James Poniewozik of Time wrote, "The previous two episodes, really, wrapped up many of the season's big plot points, and the finale, 'Ghosts', didn't close with the end of a kingpin — unless you want to confer the honor on Nicky Augustine, but in the words of this episode, he was ultimately an elf, not Santa. To me, though, that has been a strength, not a weakness of this powerful season, at least the best in two years and a coin toss for me at the moment with the mighty season two. There was no big bad in season four, and as a result Justified was freer to explore the bigness of the badness within the characters we already knew." Alan Sepinwall of HitFix wrote, "Raylan's a fast gun, super-cool and great with a quip, but ultimately, he's a tragic character. And I appreciate that after all the capers and double crosses of the last two seasons, Justified pauses at the end to remind us of that."

Rachel Larimore of Slate called the episode a "pretty-darn-perfect episode." Joe Reid of Vulture gave the episode a perfect 5 star rating out of 5 and wrote, "This is currently a show that is solidly (and justifiably) confident in its characters, to the point where life-or-death suspense doesn't even have to be at the end of a gun barrel." Maureen Ryan of The Huffington Post wrote, "I may have found the middle section of the season's Drew plot a bit dense for my taste, but this was, overall, an excellent, enjoyable season with many high points."
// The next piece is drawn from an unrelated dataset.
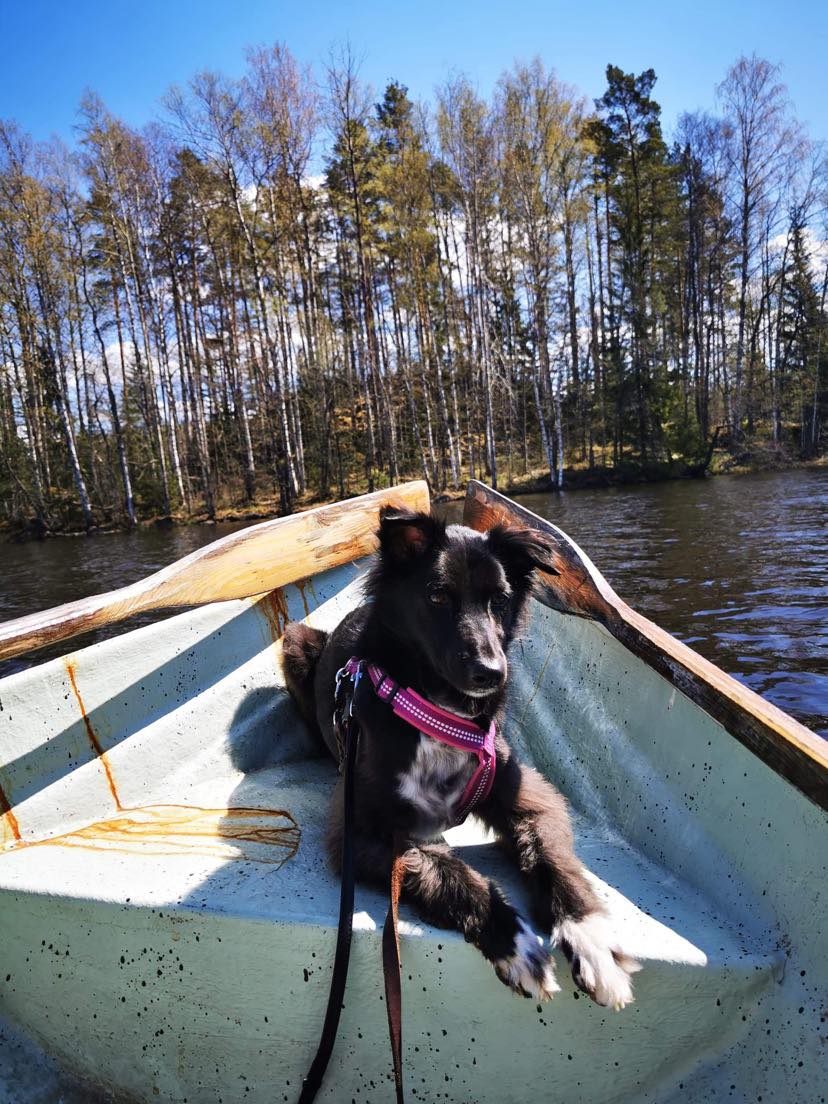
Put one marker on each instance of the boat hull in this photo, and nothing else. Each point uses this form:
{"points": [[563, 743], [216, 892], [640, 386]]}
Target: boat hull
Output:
{"points": [[186, 956]]}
Emily VanDerWerff of Grantland wrote, "'Ghosts' is a surprisingly muted finale, but it's the right choice for this season, which built up a good head of steam, let most of it blow off in episode 11, then spent the last two episodes picking up the pieces. If 'Decoy' was a new high-water mark for the show, that's because it's so immediately visceral and fun to watch. 'Peace of Mind' and 'Ghosts', on the other hand, take the other tack, trading in the action-movie plotting and balls-out excitement of 'Decoy' for thematic contemplation and brooding emotionalism." Dan Forcella of TV Fanatic gave the episode a perfect 5 star rating out of 5 and wrote, "Between Raylan's and Boyd's arcs, 'Ghosts' gave us multiple climactic moments, satisfying endings to the stories we've watch unfold this season, while setting things up for next year's stretch of episodes. Unsurprisingly, the show's innate ability to create fabulous characters, and tell great stories, once again made Justified one of if not THE best dramas on television this year." Jack McKinney of Paste gave the episode a 9.5 out of 10 and wrote, "Four seasons down, and I still have no damn idea where this show is going to go from week to week. Every single (and I say this with complete and utter joy) prediction I made about this week's finale was not merely wrong, but embarrassingly, maddeningly wrong. I couldn't be happier."